I love an apple and blackberry crumble, my granny was famous for them, I think she made them for every family get together for about twenty years, until someone dared to say they might like something different and she went on crumble strike for ever more, we ate lemon syllabub for every meal from then on, and no one made any more comments... A cobbler is a kind of crumble that came about in the Second World War as they use lots of filling but less butter and topping than a traditional crumble, they are essentially lots of little biscuits joined together to form a crust. Delicious little lemony biscuits...
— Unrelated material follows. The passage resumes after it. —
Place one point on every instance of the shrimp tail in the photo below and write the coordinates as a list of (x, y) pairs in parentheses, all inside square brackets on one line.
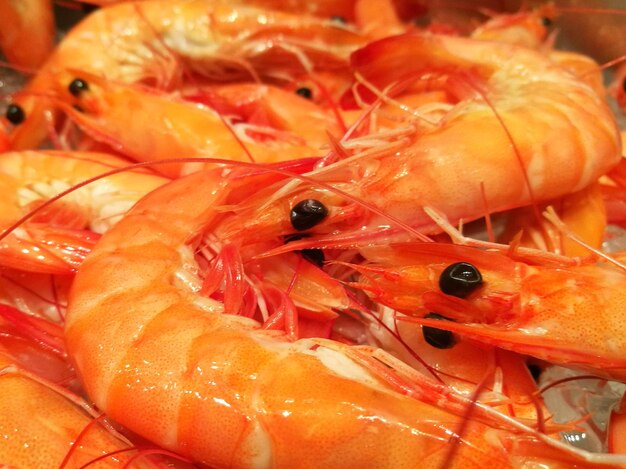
[(37, 247)]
This is a St John recipe, from their book Beyond Nose to Tail, and it serves 6. If you start with the pastry so it can chill in the fridge for a while. Use a big bowl and combine 225g of self raising flour and 100g of unsalted butter cut into little cubes, rub the butter into the flour until it is like breadcrumbs. Then add 50g of caster sugar, the juice and zest of half a lemon and a lightly beaten egg. Mix it all together into a dough and add a little milk to make a soft dough, I only needed a tablespoon or so. Wrap the dough in cling film and leave it in the fridge for 3-4 hours.
Then the apples, 6 cooking apples; peel, core and dice into small pieces and add to a pan with 50g of unsalted butter, 75g of brown sugar, the juice and zest of a lemon and cook on a gentle heat until soft. Remove them from the heat and stir in about 250g of blackberries. Put the fruit into a pie dish, and top with circles of the chilled pastry, either cut with a pastry cutter or rolled into balls and flattened. Finally brush the top with a beaten egg, sprinkle with brown sugar and bake at 180°C for 30 minutes.
The pastry 'biscuits' are delicious sweet and lemony, with soft stewed fruit melting into them, sweet apple and tangy ripe black berries. Serve with cream, crème fraiche or custard. A dead tasty autumn pudding.